Overall, I see this all the time. A battery sitting in my 5DIV loses its charge at a concerning rate. Fortunately, this is not much of a problem as I always have a backup, and rarely does my camera sit very long unused.
Did you do an on-off-on cycle with the batteries that had been on the shelf? It has been my experience with older batteries that pretty much everything will read 99-100% when first inserted in a camera after having been in a charger. But after the camera actually measures the voltage (instead of reading the chip that says "just charged to 100%") the numbers will often be significantly lower if the battery has been on a shelf for a while.
 

Del Paso

M3 Singlestroke
Aug 9, 2018
510
469
And too true, unfortunately. When I wrote that I was getting only 100 or so shots from my M5, others were getting up to 1000. I get only 400 shots with my 5DIV, whereas others get a 1000 and still 2/3rds left.
It's somehow reassuring not to be alone...
I get only (with the most energy-saving settings) about 280 picts with my Leica M 240, while everybody seems to be getting between 1200 and 2000 picts.
The camera was even tested twice by Leica, Wetzlar, the camera was OK for them.
I insisted, got it replaced, alas, #2 is just the same.:cry::unsure:
 

docsmith

EOS 6D MK II
Sep 17, 2010
855
235
Did you do an on-off-on cycle with the batteries that had been on the shelf? It has been my experience with older batteries that pretty much everything will read 99-100% when first inserted in a camera after having been in a charger. But after the camera actually measures the voltage (instead of reading the chip that says "just charged to 100%") the numbers will often be significantly lower if the battery has been on a shelf for a while.
Just got back from a trip and did not use my 3 backup batteries. So I just looked and the 2016/2017 batteries were at 94% and the 2013 battery read 97%.

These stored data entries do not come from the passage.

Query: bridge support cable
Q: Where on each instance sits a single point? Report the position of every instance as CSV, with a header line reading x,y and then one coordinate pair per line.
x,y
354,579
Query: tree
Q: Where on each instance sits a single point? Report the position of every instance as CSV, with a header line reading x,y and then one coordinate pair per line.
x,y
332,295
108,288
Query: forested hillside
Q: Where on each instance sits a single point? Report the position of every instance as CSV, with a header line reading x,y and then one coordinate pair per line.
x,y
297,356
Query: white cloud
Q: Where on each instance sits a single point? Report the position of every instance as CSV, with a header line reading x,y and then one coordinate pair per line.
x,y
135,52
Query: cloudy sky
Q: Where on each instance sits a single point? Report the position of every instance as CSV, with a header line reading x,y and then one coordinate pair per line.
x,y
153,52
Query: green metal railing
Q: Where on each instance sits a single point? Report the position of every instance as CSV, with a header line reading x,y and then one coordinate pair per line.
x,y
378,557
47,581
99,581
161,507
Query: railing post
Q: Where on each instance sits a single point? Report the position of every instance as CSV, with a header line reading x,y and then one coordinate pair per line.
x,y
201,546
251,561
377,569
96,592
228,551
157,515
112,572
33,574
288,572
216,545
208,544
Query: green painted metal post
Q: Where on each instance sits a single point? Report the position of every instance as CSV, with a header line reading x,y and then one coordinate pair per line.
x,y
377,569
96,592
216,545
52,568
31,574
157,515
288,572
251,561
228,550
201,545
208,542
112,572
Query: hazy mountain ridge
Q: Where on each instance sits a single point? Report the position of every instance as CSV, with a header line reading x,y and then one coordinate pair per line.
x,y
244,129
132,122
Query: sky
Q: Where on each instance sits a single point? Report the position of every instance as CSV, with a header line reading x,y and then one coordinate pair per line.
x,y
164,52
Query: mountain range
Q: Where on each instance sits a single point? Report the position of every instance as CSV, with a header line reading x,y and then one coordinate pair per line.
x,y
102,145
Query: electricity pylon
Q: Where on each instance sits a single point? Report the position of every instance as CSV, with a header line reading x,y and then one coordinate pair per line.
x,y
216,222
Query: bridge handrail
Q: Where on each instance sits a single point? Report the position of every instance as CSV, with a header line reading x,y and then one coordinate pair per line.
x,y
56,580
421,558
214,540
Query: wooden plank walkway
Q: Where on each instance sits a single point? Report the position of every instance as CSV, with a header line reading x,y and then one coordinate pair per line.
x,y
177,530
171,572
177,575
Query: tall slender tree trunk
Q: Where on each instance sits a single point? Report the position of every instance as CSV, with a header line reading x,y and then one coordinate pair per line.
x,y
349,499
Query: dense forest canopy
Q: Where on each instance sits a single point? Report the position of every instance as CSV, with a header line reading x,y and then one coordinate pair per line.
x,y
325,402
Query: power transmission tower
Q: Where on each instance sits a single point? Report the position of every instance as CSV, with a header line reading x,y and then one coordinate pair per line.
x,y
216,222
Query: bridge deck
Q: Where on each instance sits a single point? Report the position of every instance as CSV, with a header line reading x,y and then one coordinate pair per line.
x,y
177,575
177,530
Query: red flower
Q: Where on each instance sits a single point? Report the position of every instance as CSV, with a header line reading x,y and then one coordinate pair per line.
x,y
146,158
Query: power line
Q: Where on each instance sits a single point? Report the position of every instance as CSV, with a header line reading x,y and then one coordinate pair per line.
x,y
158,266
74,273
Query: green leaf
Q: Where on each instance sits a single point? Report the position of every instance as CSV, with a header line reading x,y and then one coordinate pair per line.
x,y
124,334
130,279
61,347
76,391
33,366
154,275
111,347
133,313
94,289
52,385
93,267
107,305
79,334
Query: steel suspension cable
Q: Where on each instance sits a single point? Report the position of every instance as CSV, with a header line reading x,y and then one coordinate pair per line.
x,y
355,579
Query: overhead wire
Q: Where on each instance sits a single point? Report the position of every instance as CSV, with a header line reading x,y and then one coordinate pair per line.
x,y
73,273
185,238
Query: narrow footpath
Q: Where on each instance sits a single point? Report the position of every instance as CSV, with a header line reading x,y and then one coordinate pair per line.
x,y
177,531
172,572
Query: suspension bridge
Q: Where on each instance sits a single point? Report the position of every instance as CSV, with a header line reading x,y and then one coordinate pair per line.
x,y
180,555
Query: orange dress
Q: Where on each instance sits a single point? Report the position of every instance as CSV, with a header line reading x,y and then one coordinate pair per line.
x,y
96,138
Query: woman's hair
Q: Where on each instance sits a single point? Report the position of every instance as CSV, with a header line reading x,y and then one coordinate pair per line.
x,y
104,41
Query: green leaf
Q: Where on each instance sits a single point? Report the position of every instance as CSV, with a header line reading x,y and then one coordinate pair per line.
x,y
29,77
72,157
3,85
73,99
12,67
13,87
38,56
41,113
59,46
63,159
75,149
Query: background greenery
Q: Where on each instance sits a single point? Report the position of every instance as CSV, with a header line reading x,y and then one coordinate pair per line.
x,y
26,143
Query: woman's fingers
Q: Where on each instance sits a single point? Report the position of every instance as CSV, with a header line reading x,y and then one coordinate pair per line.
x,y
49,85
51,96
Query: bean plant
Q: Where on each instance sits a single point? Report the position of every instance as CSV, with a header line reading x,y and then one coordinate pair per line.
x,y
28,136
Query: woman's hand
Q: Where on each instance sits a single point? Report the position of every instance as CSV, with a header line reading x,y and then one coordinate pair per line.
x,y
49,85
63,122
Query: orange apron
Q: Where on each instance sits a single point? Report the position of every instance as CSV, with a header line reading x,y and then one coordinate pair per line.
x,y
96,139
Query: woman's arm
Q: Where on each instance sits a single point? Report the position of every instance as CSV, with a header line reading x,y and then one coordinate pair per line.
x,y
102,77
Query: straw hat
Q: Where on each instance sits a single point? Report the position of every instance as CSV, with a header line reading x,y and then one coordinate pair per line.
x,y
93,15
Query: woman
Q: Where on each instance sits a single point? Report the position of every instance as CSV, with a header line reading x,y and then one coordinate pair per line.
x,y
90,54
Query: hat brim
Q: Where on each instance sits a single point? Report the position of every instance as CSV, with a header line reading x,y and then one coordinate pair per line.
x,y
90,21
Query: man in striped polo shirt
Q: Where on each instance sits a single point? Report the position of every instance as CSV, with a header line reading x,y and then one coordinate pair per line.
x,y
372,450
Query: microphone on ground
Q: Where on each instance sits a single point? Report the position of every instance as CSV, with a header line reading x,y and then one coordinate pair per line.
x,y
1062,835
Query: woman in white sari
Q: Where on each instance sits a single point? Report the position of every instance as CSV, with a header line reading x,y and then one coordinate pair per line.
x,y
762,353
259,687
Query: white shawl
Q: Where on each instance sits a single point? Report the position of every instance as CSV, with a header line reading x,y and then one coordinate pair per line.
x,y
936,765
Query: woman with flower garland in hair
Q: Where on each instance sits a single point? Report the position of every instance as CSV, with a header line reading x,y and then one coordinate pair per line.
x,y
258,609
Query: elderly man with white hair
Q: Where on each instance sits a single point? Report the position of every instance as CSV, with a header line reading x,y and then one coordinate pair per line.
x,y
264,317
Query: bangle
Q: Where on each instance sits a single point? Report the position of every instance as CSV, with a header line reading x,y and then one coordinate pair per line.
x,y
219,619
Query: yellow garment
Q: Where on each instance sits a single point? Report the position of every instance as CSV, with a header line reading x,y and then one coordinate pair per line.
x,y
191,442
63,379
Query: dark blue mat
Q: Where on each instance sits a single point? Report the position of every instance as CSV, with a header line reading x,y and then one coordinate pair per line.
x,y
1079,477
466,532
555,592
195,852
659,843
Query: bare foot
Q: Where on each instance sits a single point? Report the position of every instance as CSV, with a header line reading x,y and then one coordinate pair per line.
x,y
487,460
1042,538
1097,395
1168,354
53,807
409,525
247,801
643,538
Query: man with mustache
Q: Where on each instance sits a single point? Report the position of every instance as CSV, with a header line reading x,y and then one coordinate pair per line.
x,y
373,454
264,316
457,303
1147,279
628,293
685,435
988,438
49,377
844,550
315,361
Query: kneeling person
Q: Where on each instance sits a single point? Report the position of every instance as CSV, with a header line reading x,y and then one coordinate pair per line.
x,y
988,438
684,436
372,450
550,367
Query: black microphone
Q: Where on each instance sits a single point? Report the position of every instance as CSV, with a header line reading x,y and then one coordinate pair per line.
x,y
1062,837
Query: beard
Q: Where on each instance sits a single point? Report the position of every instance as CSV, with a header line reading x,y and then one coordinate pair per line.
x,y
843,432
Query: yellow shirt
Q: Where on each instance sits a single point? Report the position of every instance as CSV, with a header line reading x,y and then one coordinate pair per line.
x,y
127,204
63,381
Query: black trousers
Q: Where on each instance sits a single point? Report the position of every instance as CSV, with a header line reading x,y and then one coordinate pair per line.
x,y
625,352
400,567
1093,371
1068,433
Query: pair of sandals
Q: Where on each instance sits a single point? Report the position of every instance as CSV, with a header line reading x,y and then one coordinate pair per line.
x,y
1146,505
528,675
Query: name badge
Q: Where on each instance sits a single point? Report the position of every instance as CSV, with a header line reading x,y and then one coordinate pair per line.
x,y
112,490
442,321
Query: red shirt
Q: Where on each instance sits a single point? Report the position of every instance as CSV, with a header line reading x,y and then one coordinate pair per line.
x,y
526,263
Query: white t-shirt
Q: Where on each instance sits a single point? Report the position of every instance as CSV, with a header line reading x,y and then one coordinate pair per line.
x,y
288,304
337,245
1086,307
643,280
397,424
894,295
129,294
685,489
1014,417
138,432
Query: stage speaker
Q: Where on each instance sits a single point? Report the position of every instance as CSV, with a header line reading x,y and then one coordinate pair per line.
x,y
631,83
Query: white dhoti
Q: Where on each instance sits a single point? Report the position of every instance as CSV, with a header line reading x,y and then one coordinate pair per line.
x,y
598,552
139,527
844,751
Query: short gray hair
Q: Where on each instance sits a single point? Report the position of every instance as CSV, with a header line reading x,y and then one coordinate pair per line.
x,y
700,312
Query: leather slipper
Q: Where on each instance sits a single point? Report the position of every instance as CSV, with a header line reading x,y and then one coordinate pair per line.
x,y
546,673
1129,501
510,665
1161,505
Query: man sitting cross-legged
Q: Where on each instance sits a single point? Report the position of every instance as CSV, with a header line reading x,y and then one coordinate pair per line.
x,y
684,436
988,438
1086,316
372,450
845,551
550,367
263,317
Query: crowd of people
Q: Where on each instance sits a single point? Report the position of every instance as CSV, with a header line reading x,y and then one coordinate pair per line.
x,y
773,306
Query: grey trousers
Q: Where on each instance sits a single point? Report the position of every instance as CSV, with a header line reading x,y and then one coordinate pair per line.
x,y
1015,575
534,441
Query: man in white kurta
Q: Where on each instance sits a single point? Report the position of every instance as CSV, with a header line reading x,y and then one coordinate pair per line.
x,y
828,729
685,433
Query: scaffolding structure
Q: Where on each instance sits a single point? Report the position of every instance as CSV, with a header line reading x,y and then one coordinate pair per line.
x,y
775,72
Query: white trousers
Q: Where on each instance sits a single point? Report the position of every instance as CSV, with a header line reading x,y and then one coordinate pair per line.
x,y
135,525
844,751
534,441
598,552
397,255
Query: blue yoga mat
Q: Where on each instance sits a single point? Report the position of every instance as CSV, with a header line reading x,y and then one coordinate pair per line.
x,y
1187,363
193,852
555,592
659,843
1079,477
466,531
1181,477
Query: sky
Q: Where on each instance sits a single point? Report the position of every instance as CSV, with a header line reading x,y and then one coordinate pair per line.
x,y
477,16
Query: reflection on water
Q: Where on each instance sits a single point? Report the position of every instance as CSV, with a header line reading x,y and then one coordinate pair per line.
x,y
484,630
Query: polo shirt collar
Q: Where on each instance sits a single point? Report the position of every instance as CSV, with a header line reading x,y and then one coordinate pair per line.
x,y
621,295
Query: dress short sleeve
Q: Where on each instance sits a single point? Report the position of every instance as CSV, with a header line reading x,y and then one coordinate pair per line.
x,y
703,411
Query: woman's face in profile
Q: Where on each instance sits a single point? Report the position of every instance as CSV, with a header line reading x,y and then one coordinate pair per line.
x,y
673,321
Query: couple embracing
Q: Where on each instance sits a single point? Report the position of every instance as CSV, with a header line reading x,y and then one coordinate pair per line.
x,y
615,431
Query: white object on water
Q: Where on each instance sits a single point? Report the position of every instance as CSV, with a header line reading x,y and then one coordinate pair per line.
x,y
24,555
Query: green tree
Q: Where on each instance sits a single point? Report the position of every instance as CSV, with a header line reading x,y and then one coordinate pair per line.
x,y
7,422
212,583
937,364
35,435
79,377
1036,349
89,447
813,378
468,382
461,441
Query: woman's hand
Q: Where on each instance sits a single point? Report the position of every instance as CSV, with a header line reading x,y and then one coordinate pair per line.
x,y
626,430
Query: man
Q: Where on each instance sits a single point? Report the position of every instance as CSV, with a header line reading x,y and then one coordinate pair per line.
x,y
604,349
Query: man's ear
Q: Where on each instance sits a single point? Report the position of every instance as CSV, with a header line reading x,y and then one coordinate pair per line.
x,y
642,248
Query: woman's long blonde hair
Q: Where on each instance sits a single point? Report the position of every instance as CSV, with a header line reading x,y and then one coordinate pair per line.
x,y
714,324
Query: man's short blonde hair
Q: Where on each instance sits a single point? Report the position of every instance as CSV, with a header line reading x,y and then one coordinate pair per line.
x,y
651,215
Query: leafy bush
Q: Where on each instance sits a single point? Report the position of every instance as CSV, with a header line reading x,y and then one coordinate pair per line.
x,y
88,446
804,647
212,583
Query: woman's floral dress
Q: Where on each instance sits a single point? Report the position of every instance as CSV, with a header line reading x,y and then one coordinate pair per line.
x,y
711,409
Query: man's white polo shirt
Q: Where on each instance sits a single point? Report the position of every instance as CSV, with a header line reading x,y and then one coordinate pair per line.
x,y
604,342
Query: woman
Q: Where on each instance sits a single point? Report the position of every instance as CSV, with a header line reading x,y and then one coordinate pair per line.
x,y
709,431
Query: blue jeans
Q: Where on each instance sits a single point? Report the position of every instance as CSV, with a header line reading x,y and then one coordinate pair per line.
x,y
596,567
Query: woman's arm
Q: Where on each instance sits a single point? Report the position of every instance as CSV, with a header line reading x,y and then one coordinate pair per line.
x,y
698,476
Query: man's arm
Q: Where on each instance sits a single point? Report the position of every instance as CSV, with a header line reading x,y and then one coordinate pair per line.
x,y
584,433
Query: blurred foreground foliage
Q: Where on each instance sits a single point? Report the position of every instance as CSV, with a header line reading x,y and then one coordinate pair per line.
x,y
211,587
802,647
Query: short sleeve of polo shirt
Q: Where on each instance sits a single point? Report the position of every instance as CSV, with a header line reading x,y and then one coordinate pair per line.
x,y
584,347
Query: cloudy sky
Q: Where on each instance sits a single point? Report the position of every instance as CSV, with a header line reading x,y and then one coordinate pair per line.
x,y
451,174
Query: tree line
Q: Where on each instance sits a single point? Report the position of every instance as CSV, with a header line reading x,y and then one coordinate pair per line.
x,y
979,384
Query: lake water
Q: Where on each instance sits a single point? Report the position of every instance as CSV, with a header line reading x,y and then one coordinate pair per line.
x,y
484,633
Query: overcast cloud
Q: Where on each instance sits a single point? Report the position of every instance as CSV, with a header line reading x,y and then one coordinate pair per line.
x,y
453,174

But, I think we are getting pretty into the weeds (although I do like testing and actual numbers). As a former 5DIII and 7D owner, I could pick up my camera and still have significant battery life even if I had not used it in weeks. I pick up my 5DIV after I haven't used it and I often have 40-70% battery life remaining.

That said, when shooting on a full battery, there are times when I can shoot >1000 shots on a single battery. Other times, ~400 shots. The only trend I have noticed is that anything using the screen tends to really affect the performance (live view/video).

But, overall, no complaints. I often sit here an think while reading some posts about Canon's dire future how I could likely shoot with my current kit for the foreseeable future and be very happy.